I am not following that paragraph. The usual mutational load calculations apply. Whether the population can tolerate a high mutational load depends on the reproductive excess $d$ . In any case we are talking about deleterious mutants that, in the deterministic theory in my 1971 paper, are not getting fixed.

Given realistic parameters, what do you think is a realistic rate of the rate of beneficial mutations?I posed this question to you and Dr. Moran a couple years ago and Moran guessed “a few thousand” in 6 million years of human evolution, a number not that far from Haldane’s.

That may not be way off, but you have to realize that much of the variation that is being acted on by selection would not be new mutations, but would be existing alleles floating around in the population.

I also wonder if an iterative simulation would be a better way to answer this question.Has anyone done this?If not I do have some familiarity with Mendel’s Accountant and could try it there.I’m not sure what you think of the program, but I’m a programmer by trade and I might be able to modify it, if it can’t reproduce the parameters that you would like to see.

I once tried to download that program but the site was very balky and I gave up. Mostly I wanted to see what was assumed about linkage, as if the chromosomes have no recombination within them, one could get a massive Muller’s Ratchet effect. I have not enough understanding of what they assumed. In downloading their program I was really looking for the documentation, and never got it. Did they make source code publicly available? Would be kind of hard to modify if they didn’t.

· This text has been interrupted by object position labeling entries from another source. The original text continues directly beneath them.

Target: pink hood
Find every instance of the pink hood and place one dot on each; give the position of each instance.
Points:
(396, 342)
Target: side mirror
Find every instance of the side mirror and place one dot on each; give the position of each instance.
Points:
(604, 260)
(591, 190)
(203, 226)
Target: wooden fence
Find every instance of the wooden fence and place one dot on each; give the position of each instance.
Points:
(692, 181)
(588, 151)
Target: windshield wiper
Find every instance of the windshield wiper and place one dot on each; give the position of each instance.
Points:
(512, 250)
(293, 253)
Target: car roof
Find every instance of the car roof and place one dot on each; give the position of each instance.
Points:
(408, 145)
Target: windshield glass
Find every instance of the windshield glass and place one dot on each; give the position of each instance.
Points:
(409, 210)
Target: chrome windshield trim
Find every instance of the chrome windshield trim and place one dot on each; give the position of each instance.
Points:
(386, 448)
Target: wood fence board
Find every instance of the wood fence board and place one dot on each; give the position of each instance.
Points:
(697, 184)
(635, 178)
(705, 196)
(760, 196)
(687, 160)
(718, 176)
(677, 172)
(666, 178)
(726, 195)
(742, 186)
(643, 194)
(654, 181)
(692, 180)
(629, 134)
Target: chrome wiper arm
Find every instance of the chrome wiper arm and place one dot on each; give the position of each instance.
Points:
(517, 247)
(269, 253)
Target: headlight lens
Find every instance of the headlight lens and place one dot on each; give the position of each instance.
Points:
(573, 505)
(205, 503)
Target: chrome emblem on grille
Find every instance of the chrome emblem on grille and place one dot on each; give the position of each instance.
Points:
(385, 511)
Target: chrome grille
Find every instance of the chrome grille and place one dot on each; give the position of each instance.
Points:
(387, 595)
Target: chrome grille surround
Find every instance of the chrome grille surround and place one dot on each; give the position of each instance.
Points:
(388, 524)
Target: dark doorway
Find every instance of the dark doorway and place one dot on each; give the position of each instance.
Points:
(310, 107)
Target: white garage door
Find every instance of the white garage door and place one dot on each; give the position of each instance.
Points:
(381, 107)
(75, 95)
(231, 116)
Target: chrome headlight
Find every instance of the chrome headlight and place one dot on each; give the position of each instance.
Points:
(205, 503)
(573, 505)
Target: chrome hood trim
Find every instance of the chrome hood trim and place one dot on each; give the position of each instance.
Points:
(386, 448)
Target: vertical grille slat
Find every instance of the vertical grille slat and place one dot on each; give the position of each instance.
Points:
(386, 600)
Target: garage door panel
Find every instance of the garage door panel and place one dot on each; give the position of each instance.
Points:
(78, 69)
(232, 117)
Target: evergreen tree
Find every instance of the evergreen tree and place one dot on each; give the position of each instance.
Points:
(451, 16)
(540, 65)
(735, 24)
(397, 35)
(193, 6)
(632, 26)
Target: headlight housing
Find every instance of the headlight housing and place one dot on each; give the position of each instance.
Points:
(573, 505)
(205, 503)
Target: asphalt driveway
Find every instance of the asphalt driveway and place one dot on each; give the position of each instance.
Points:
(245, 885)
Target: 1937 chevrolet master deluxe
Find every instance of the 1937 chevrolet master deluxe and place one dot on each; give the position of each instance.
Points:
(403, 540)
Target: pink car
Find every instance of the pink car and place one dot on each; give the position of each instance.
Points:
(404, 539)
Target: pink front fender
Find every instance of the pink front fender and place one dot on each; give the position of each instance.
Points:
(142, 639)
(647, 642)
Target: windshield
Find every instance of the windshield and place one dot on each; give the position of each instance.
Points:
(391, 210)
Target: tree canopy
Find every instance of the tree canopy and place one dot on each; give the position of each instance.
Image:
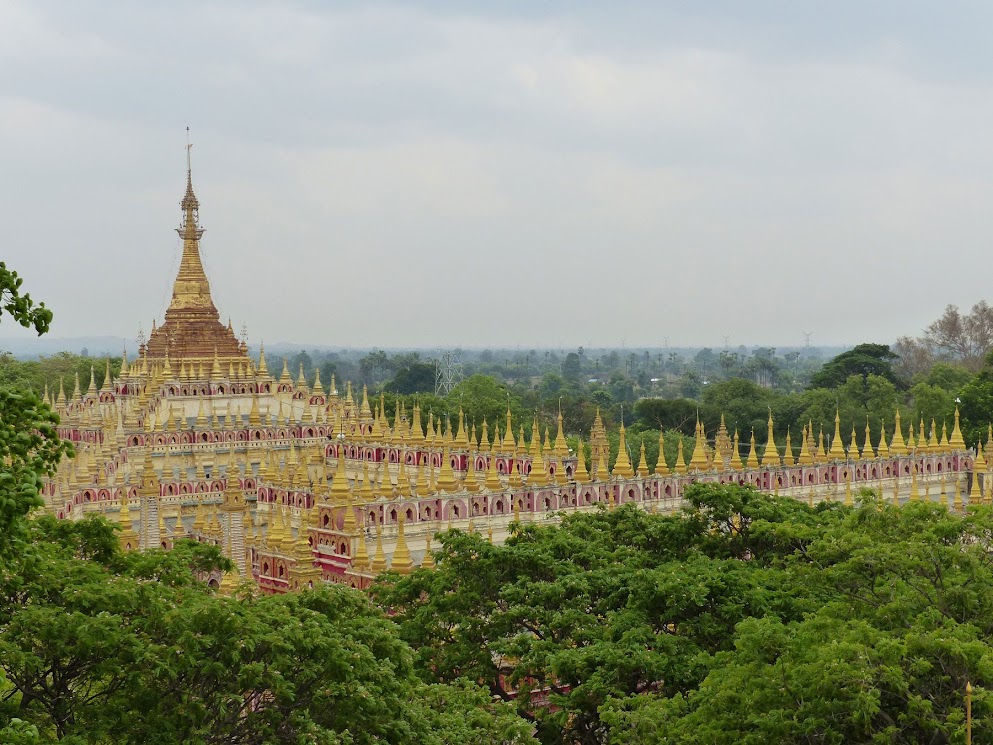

And note that I am disagreeing here with the notion that beneficial mutations impose a load.
Rumraket on September 17, 2016 at 4:32 pm said:

JoeCoder:
Hello Rumraket,

Sorry it took me more than a day to get back to you. In my responses I give priority to members of the national academy of sciences, and I needed to first have time to read Dr. Felsenstein’s paper.

LOL. Don’t let it get to your head that THE Joseph Felsenstein responds to your post to correct you.

I wouldn’t put that on my CV.

In the Lac-operon, count the number of nucleotides that reduce or disable its function if they are substituted. If you want the information count in bits, multiply this number by two, since each nucleotide is two bits. If one substitution leads to a reduction in function, two bits of information are destroyed. If that mutation later reverts, two bits of information are created. If a mutation destroys the whole thing, all those bits of information are destroyed.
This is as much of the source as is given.